In summary, the funding for this project has allowed us to: (1) develop analytical methods to isolate F430 for high precision isotopic analyses, (2) quantify F430 in marine sediment cores associated with anaerobic oxidation of methane (AOM), and (3) test the sources of carbon assimilated into AOM biomass using isotope labels. This work uniquely demonstrated linkages between the pathway for reverse methanogenesis, and estimated approximately 1:3 of the carbon in both F430 and lipid was derived from methane versus CO2.

This funding supported the PhD thesis research of Laurence Bird, who anticipates graduating from Penn State in December, 2016, and he will submit two manuscripts based on this work for publication.

Citations

HOUSE, C. H., ORPHAN, V. J., TURK, K. A., THOMAS, B., PERNTHALER, A., VRENTAS, J. M. & JOYE, S. B. 2009. Extensive carbon isotopic heterogeneity among methane seep microbiota. Environmental Microbiology, 11, 2207-2215.

KELLERMANN, M. Y., WEGENER, G., ELVERT, M., YOSHINAGA, M. Y., LIN, Y.-S., HOLLER, T., MOLLAR, X. P., KNITTEL, K. & HINRICHS, K.-U. 2012. Autotrophy as a predominant mode of carbon fixation in anaerobic methane-oxidizing microbial communities.
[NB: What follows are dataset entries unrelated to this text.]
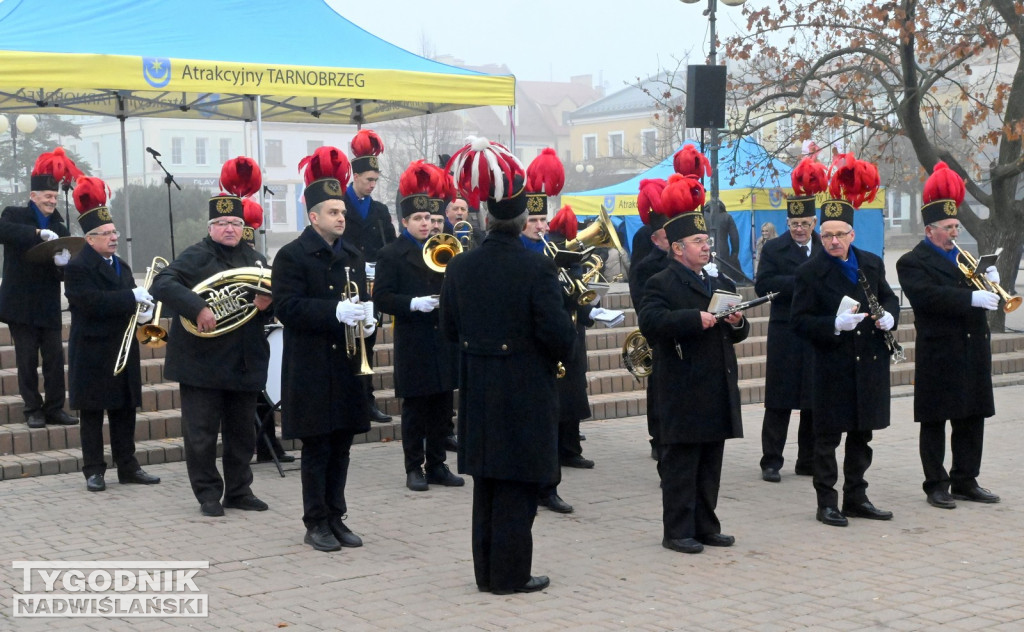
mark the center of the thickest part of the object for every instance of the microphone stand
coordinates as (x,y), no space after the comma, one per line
(168,179)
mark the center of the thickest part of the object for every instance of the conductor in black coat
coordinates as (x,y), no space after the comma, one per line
(30,301)
(102,298)
(787,378)
(697,394)
(503,305)
(424,359)
(323,393)
(851,362)
(220,377)
(953,368)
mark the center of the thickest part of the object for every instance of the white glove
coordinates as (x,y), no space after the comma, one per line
(145,316)
(848,321)
(423,303)
(886,322)
(61,258)
(348,312)
(992,275)
(142,295)
(985,300)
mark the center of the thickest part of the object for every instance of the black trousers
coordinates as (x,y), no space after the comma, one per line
(325,471)
(122,429)
(691,474)
(424,425)
(205,413)
(966,443)
(30,342)
(773,431)
(855,463)
(503,542)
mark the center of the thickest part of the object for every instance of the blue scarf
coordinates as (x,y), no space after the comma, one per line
(361,206)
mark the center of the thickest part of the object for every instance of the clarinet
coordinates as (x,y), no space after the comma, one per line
(876,310)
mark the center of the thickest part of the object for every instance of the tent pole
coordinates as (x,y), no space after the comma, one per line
(124,187)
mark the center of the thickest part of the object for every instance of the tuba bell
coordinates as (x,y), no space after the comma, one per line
(229,295)
(439,249)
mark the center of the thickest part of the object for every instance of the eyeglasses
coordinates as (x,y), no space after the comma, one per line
(827,237)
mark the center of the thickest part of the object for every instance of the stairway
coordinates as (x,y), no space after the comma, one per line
(613,392)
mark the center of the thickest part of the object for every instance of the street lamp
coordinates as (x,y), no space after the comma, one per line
(25,123)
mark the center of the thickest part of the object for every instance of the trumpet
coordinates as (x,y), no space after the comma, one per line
(969,265)
(351,333)
(439,249)
(124,350)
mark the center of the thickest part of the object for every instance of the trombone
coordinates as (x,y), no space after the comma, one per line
(969,265)
(124,350)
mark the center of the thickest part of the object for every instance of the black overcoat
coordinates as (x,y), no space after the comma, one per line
(851,370)
(787,376)
(321,392)
(953,353)
(369,235)
(425,362)
(696,393)
(101,304)
(504,307)
(236,361)
(30,293)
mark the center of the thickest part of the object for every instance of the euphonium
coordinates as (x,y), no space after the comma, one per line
(228,295)
(969,266)
(439,249)
(121,362)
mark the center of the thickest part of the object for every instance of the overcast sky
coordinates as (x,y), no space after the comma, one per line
(544,40)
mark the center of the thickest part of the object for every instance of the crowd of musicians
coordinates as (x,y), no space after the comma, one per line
(489,321)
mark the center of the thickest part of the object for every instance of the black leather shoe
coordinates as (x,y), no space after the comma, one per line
(579,462)
(416,481)
(977,495)
(442,475)
(95,482)
(321,538)
(717,540)
(343,535)
(941,499)
(139,476)
(211,508)
(832,516)
(246,503)
(555,503)
(61,418)
(535,584)
(683,545)
(866,510)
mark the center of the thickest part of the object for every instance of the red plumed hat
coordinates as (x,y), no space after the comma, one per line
(688,161)
(241,176)
(564,223)
(52,169)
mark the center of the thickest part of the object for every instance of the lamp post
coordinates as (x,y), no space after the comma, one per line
(25,123)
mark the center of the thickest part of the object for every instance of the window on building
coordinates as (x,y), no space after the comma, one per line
(274,153)
(615,144)
(177,151)
(201,151)
(648,142)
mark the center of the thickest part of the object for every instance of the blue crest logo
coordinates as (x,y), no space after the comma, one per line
(157,71)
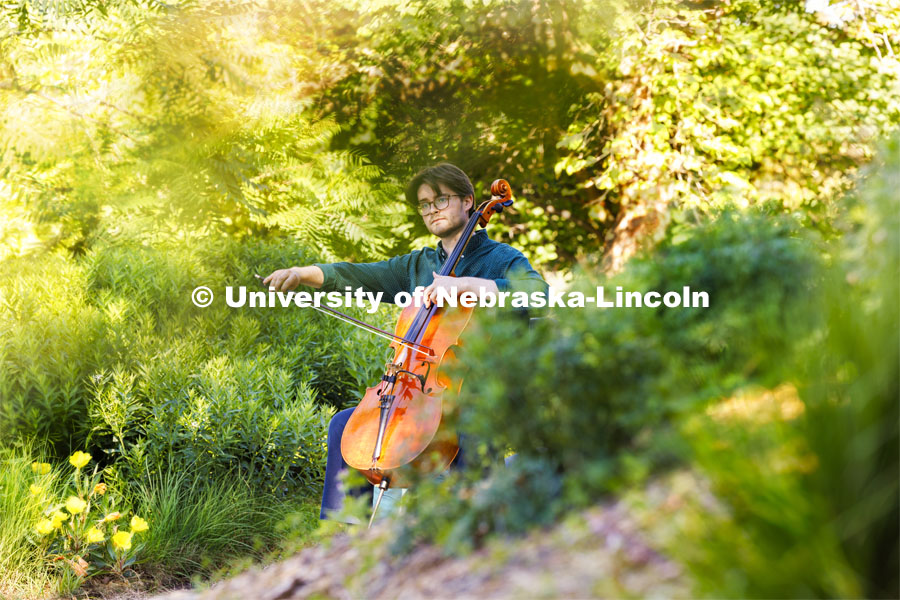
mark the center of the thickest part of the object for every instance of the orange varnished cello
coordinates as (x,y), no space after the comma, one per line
(396,430)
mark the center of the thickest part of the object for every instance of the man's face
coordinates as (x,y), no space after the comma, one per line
(448,220)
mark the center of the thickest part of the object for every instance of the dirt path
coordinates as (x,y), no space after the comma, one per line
(599,553)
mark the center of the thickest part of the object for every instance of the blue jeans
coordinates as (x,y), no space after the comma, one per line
(333,493)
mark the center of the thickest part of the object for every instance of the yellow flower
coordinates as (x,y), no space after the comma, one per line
(79,459)
(58,518)
(122,540)
(44,526)
(75,505)
(138,524)
(94,536)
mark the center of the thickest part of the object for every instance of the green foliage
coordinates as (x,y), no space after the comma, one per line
(82,533)
(154,121)
(813,496)
(744,104)
(200,524)
(782,395)
(22,572)
(603,387)
(119,357)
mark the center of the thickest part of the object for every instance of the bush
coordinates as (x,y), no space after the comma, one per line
(589,398)
(781,397)
(119,359)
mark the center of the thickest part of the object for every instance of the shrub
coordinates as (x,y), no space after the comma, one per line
(119,359)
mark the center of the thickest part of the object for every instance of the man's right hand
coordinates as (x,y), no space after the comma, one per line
(284,280)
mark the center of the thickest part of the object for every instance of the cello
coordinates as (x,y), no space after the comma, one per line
(396,429)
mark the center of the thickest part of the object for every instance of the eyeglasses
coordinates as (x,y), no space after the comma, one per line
(439,203)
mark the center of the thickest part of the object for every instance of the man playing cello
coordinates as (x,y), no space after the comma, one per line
(445,198)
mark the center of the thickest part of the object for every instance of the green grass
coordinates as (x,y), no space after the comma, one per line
(198,526)
(22,572)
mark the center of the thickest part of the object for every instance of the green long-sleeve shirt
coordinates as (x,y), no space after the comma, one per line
(483,258)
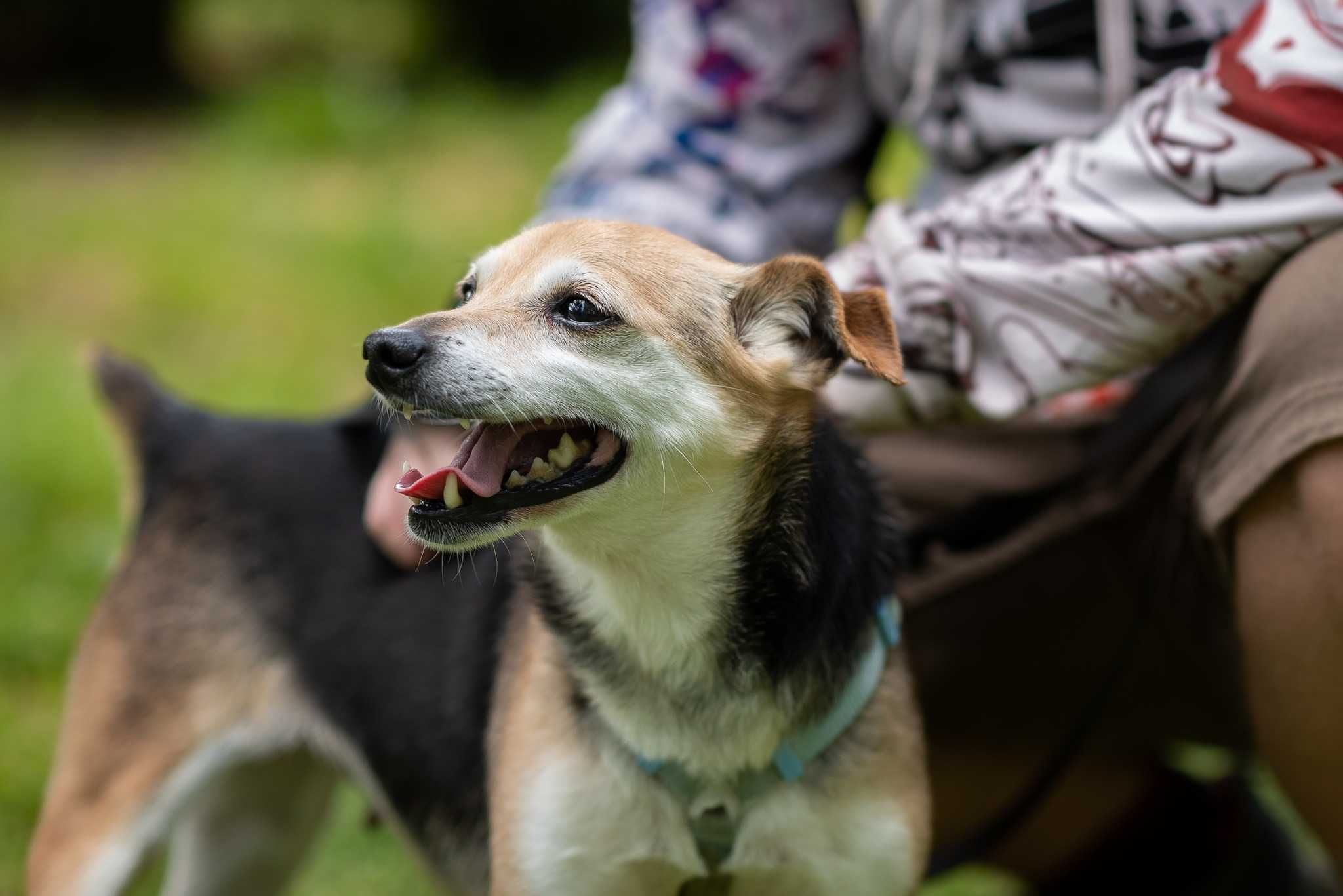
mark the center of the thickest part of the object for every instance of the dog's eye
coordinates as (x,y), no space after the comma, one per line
(575,309)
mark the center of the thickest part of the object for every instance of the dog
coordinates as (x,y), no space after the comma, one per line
(713,573)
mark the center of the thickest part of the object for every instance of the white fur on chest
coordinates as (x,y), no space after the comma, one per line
(664,613)
(595,825)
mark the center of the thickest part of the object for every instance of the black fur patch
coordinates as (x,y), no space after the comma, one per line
(813,567)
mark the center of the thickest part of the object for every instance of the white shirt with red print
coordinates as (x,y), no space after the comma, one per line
(747,125)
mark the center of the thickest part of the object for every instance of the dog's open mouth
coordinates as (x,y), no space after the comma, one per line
(504,467)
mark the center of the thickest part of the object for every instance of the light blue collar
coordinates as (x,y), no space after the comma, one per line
(716,832)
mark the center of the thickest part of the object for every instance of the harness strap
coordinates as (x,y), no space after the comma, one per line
(716,830)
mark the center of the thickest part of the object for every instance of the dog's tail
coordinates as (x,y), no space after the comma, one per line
(136,402)
(146,416)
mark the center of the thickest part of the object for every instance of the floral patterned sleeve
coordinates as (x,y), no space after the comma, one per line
(1091,258)
(743,125)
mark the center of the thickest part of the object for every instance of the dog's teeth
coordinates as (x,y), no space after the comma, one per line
(565,454)
(452,497)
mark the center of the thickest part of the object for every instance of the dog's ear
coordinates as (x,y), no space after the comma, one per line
(790,305)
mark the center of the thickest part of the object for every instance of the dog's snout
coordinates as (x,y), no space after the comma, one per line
(394,351)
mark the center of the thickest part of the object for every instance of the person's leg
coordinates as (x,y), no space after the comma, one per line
(1289,541)
(1271,491)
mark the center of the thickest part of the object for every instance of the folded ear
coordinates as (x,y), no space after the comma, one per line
(790,305)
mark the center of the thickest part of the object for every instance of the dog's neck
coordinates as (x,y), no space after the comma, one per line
(708,622)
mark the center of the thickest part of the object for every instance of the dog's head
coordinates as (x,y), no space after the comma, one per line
(597,354)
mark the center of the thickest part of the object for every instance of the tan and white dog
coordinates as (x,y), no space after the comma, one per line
(712,558)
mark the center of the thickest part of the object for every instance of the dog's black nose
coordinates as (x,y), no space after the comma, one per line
(394,351)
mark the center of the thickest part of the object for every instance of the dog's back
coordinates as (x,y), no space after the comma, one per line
(252,634)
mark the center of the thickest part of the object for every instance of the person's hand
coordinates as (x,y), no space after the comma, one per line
(426,448)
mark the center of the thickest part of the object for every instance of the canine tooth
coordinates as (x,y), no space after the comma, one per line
(452,497)
(565,454)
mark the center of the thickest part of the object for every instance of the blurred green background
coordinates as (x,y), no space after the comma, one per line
(237,193)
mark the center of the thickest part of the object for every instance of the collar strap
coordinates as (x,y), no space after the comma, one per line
(715,833)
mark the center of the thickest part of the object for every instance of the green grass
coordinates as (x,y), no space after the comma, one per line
(243,250)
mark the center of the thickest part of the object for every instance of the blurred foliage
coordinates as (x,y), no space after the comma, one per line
(147,49)
(233,43)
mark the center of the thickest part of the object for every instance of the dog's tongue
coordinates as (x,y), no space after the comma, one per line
(480,464)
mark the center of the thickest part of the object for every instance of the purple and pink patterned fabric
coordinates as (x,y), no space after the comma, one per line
(1087,243)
Proceedings of the National Academy of Sciences, 109, 19321-19326.

LLOYD, K. G., LAPHAM, L. & TESKE, A. 2006. An Anaerobic Methane-Oxidizing Community of ANME-1b Archaea in Hypersaline Gulf of Mexico Sediments. Applied and Environmental Microbiology, 72, 7218-7230.

ORPHAN, V. J., HOUSE, C., HINRICHS, K.-U., MCKEEGAN, K. & DELONG, E. 2002. Multiple Archaeal Groups Mediate Methane Oxidation in Anoxic Cold Seep Sediments. P Natl Acad Sci Usa, 99, 7663-7668.

SCHELLER, S., GOENRICH, M., BOECHER, R., THAUER, R. K. & JAUN, B. 2010. The key nickel enzyme of methanogenesis catalyses the anaerobic oxidation of methane. Nature, 465, 606-608.

ZEHNDER, A. J. & BROCK, T. D. 1979. Methane formation and methane oxidation by methanogenic bacteria. J Bacteriol, 137, 420-32.